When we sit down at our table, the waiter always offers us our first choice of the evening . . .
"Do you want the sparkling water, or the bottled water."
We also chuckle a bit when he says this, because clearly the waiter has been instructed not to inform us of our third water choice, tap water.
What I find even more amusing is the subtle social pressure the waiter applies when offering the incomplete set of choices.
Picture someone is at the restaurant on a first date, or with a big business client. Clearly, they want to impress their dinner companion. So imagine their shock when right off the bat, the waiter puts the squeeze on him by essentially saying . . .
"Do you want the expensive sparkling water, the slightly less expensive bottled water . . . or are you going to be a cheap bastard and get the free tap water?"
Now remember what I said at the beginning, this is our favorite restaurant.
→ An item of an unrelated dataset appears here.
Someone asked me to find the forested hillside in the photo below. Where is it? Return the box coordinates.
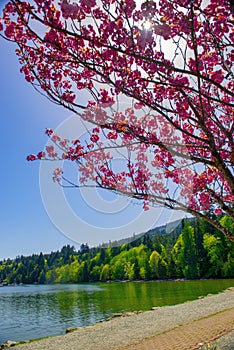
[0,217,234,284]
This is because the food and the rest of service far outweighs the clumsy way the restaurant starts the evening.
But whenever they run the "water routine", I can't help but wonder if it is really worth it to them.
Does the few extra bucks they get when someone purchases the water outweigh the risk that they might even slightly offend a customer at the start of a meal where he or she may end up spending several hundred bucks?
More importantly, think about this example in light of my last post about how everything you do is marketing.
Here is a restaurant that has probably spent millions adding little touches to their product, promotion, etc. to make it clear to the world that they are an elite fine dining establishment. Then they run the small risk of blowing that whole image to shreds for a few bucks.
Perhaps I'm making too much of the whole thing. But it just strikes me as a risk not worth taking.